In 1957, Hart portrayed Nat "Hawkeye" Cutler in the syndicated western series Hawkeye and the Last of the Mohicans, set in New York State of the 1750s. The one-season program was based loosely on the novels of James Fenimore Cooper. It was filmed in Canada and featured Native Americans in a favorable image.
Based on the assumption that the masked character, rather than the actor was the true star of The Lone Ranger, the program producers fired Moore and replaced him with Hart, who was of a similar build and had a comparable background in westerns. However, the public never truly accepted Hart as "The Ranger," and by 1954 the owners acquiesced to Moore's demands and returned him to the role.

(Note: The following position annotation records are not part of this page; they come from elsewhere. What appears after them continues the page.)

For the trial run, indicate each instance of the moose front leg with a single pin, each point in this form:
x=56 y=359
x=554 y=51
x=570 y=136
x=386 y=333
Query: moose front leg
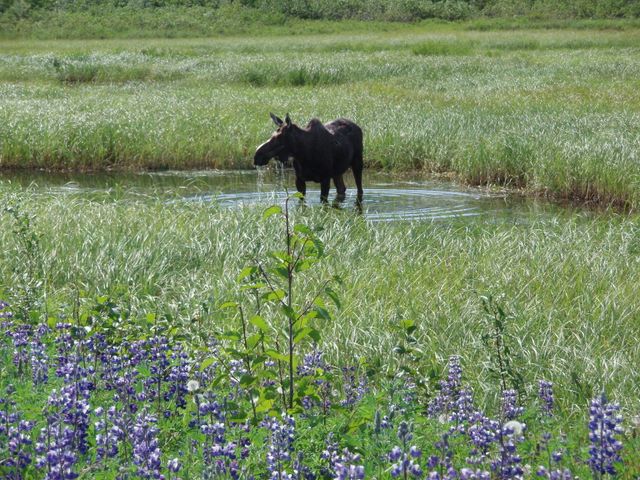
x=341 y=188
x=301 y=186
x=324 y=190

Though terminated, Hart continued to act in films for over two more decades on a fairly regular basis. He appeared in films of several genres, almost always in supporting roles. His last film appearances, were in 1981's The Legend of the Lone Ranger in which he appeared as newspaper editor Lucas Striker, apparently as a tribute to his time as "The Ranger" years earlier. Another appearance was in the television series Happy Days as "The Lone Ranger" in the episode "Hi Yo, Fonzie Away" (Feb. 9, 1982), with Hart reprising his role as "The Lone Ranger". In this episode Fonzie, played by Henry Winkler, meets his childhood hero, The Lone Ranger. The other major one is The Greatest American Hero episode, "My Heroes Have Always Been Cowboys" where Hart appears as himself inadvertently giving the title character an inspiring speech about heroism at a time when he was considering abandoning his superhero career.
In 1955, he starred in The Adventures of Captain Africa, which was originally intended to be a new movie about famous comic book hero The Phantom. However, licensing issues made Columbia re-film the entire serial and re-christen the hero "Captain Africa". He is a native of Los Angeles, California.